SWI floor managers monitor and manage contact workloads for intake specialist adherence and compliance. They use IEX forecasts, daily absenteeism reports, and other pertinent and critical information to forecast the number of staff needed to handle the call volume in 15-minute intervals. Floor managers schedule adequate phone coverage to meet changing demands, based on variations in call volume. They balance contact workloads based on information obtained to strive for and achieve standards set forth by the Legislature. Floor managers interpret data to report past actions taken and determine present and future actions to aid in effective workload management.

1750 Program Improvement Unit

SWI Policy and Procedures May 2015

The Program Improvement unit coordinates efforts to improve SWI’s effectiveness in providing intake services. The unit develops tools for the qualitative evaluation of intake specialists.
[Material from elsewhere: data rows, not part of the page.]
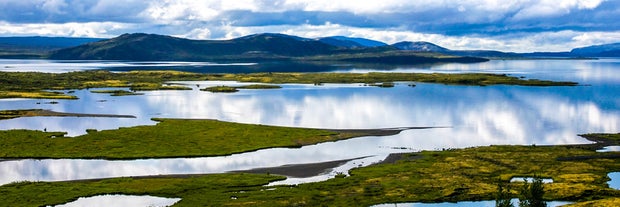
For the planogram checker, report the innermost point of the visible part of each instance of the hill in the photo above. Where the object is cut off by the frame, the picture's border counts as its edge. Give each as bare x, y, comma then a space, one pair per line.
420, 47
606, 50
350, 42
37, 47
258, 47
159, 47
43, 43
QA completes random reviews of staff work and uses the results to define trends, determine training needs, ensure consistency, and identify areas for improvement. QA also enhances SWI’s performance through handbook development and revisions, policy and procedure clarifications, ongoing training, and complaint resolution.

1760 Employee Development Unit

SWI Policy and Procedures April 2013

The Employee Development Unit (EDU) delivers Basic Skills Development (BSD) training to all new intake specialists. After completion of BSD, graduates attend Advanced Skills Development (ASD) classes at three, six, and 12 month intervals. EDU oversees the certification program for SWI and also sponsors or facilitates additional training opportunities open to all SWI staff. EDU coordinates or directly provides a number of service programs to SWI as well. These programs aim to promote self-care, professional development and job satisfaction. EDU is composed of a supervisor, a classroom trainer, and training specialists.